Search code examples
armneoninstruction-set

why is a vdiv instruction generated with neon flags?


I disassembled an arm binary previously compiled with neon flags:

-mcpu=cortex-a9 -mfpu=neon -mfloat-abi=softfp -ftree-vectorize

The dump shows a vdiv.f64 instruction generated by the compiler. According to the arm manual for armv7 (cortex-a9) neon simd isa does not support vdiv instruction but the floating point (vfp) engine does. Why is this instruction generated? is it then a floating point instruction that will be executed by the vfp? Both neon and VFP support addition and multiplication for floating point so how can I differenciate them from eahc other?


Solution

  • In the case of Cortex-A9, the NEON FPU option also implements VFP; it is a superset of the cut-down 16-register VFP-only FPU option.

    More generally, the architecture does not allow implementing floating-point Advanced SIMD without also implementing at least single-precision VFP, therefore GCC's -mfpu=neon implies VFPv3 as well. It is permissible to implement integer-only Advanced SIMD without any floating-point capability at all, but I'm not sure GCC can support that (or that anyone's ever built such a thing).
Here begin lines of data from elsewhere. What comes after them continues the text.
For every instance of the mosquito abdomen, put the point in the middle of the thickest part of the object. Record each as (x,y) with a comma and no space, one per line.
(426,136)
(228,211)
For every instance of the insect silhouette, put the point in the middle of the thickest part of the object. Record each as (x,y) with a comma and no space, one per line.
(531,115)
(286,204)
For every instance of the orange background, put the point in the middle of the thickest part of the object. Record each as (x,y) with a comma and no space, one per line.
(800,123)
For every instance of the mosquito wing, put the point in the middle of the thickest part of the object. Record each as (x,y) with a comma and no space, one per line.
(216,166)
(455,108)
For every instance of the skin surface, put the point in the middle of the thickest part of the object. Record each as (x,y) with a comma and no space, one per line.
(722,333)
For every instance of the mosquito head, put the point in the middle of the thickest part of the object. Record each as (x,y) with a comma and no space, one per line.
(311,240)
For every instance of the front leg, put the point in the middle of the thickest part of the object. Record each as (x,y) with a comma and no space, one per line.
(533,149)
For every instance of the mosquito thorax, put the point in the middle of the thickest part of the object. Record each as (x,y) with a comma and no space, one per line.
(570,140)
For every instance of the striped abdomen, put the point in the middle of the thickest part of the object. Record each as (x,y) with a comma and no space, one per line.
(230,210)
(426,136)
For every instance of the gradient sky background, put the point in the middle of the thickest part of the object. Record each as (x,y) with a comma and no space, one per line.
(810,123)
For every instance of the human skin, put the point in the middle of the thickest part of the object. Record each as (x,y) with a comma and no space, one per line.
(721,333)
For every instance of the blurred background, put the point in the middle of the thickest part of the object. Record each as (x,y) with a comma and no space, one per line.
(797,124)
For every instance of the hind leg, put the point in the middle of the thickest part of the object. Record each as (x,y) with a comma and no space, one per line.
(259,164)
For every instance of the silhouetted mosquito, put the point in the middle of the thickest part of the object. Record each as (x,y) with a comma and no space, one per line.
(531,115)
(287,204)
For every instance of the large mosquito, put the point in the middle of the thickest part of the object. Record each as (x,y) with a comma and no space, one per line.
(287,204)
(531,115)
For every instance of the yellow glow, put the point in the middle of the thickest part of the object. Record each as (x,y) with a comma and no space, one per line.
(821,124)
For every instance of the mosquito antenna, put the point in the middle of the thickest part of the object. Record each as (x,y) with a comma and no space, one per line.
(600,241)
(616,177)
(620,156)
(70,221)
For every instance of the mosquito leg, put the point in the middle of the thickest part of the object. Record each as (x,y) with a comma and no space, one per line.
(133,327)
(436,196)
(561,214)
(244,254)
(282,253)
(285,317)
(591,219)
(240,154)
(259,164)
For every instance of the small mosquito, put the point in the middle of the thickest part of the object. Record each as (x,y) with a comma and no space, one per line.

    The actual VFP and Advanced SIMD variants of instructions are unambiguous from the syntax - anything operating on double-precision data (i.e. <op>.F64) is obviously VFP, as Advanced SIMD doesn't support double-precision. Single precision operations (i.e. <op>.F32) operating on 32-bit s registers are scalar, thus VFP; if they're operating on larger 64-bit d or 128-bit q registers, then they are handling multiple 32-bit values at once, thus are vectorised Advanced SIMD instructions.